Tuesday, June 25, 2013

Tuesday Afternoon in the Brandywine

 Today Aaron Thompson and I headed back out to the Brandywine to paint early because the weather is hot, hot, hot and the storms were forecast to roll in by the afternoon. I took Aaron back to the spot I painted at last Saturday along the top of a hill off of Creek road that gives you a great view of a barn and the valley.

This spot also provides a nice place to park and shade to paint in---which is important when its 92 degrees out. The air was already heavy and thick, the hazy was building fast over the sweet fields of grass. We started right away, as I set up my rig Aaron did some thinking with a few sketches.


This time I wanted to use a panel instead of canvas  for a change and really liked it.  I settled on my view and sketched it in real quick with a wash of Quinacridone Red. I figures since there was still a lot of greens the red showing through in spots would look good.

 After a while I snapped a pick of Aarons sweet mass-in, you can see mine in the background and you can see the different ways we think about approaching the same subject colorwise.

 We knew we didn't have much time as the clouds were really starting to build in the heat of the afternoon. I finished before Aaron and sat as he finished up his painting with a few last deft touches. One thing for sure, it's important to know when to STOP! You can really %$#!! up a painting quickly with a few wrong notes or over tickling one spot compared to the rest of the canvas. The great painters make everything on the picture plane in harmony--and plein air painting is very demanding in this way. To get down in a bold way the atmosphere, or the "prevailing weather conditions" as Peter Van Dyck would say. What is the color of the air? The light? You must also be a great designer to say more with less and to rearrange, conduct and construct. Technical knowledge in the harness to your emotional reaction, a horse that must be in control or it will over do it and ruin things quick. I find I have spells of thinking and not painting---then painting very fast. Greens are so hard to paint, and there are so many dancing into your eyes, you can dance with them all.

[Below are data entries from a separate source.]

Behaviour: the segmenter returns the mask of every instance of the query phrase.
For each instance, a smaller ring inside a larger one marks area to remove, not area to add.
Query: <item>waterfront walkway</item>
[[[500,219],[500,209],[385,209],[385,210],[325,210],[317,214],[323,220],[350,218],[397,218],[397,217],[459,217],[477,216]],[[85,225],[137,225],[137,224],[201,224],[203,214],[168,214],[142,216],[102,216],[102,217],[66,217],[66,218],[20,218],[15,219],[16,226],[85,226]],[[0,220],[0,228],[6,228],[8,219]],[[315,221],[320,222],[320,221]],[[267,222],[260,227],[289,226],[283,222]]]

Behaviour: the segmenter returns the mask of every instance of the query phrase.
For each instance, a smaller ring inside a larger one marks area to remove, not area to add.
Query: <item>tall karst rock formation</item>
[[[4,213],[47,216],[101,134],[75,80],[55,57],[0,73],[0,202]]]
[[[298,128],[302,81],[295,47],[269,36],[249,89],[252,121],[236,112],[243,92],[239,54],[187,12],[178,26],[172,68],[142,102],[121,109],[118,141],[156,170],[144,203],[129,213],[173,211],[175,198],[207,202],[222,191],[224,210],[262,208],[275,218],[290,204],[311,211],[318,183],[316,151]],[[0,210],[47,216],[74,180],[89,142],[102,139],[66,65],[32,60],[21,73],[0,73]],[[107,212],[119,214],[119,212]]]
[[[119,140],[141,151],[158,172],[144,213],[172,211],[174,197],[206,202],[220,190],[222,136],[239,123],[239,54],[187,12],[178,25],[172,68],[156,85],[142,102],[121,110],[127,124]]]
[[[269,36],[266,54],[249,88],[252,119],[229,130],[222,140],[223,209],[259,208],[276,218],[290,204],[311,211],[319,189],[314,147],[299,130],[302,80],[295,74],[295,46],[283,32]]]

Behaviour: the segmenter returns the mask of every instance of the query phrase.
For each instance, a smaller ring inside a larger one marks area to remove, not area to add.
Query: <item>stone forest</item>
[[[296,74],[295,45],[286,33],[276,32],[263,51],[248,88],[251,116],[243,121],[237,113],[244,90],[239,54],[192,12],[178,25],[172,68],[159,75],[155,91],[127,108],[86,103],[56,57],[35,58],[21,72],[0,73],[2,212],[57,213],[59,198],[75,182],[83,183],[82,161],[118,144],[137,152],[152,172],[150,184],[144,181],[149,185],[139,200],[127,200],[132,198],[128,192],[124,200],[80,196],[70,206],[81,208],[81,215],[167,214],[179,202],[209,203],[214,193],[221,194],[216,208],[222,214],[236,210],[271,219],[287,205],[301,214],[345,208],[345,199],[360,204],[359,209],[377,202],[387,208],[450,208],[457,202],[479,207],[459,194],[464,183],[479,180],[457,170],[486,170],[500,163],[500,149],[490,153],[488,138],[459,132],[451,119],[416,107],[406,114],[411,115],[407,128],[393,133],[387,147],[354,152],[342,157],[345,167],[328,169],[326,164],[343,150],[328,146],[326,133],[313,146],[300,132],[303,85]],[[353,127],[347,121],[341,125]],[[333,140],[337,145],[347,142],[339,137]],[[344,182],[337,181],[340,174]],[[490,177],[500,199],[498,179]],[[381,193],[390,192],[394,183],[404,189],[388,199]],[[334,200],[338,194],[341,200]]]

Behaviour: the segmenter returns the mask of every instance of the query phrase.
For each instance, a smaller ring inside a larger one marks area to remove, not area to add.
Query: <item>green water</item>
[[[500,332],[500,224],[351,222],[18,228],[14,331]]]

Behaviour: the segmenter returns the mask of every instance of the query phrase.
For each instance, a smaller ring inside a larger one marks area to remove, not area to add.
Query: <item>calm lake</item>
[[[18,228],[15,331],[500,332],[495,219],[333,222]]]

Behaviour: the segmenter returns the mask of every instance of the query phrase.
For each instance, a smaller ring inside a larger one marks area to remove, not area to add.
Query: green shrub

 Below you can see my painting as I left it. my biggest issue was the foreground and the mass of grass and the detail. I didn't want to get too busy, but I did want to get in some texture and the colors that wove together. I must have painted it 4-5 times and remassed it each time.

 There is Aaron's final and I love how he stated the planes and the feeling of air, of atmosphere. We were both kind beat so we headed off to hanks to have lunch and as our sandwiches were being served the sky grew dramatically dark, so we beat the rain by less than 20 minutes. On the way home it stormed like mad, but that means green grass for tomorrow's plein air adventure!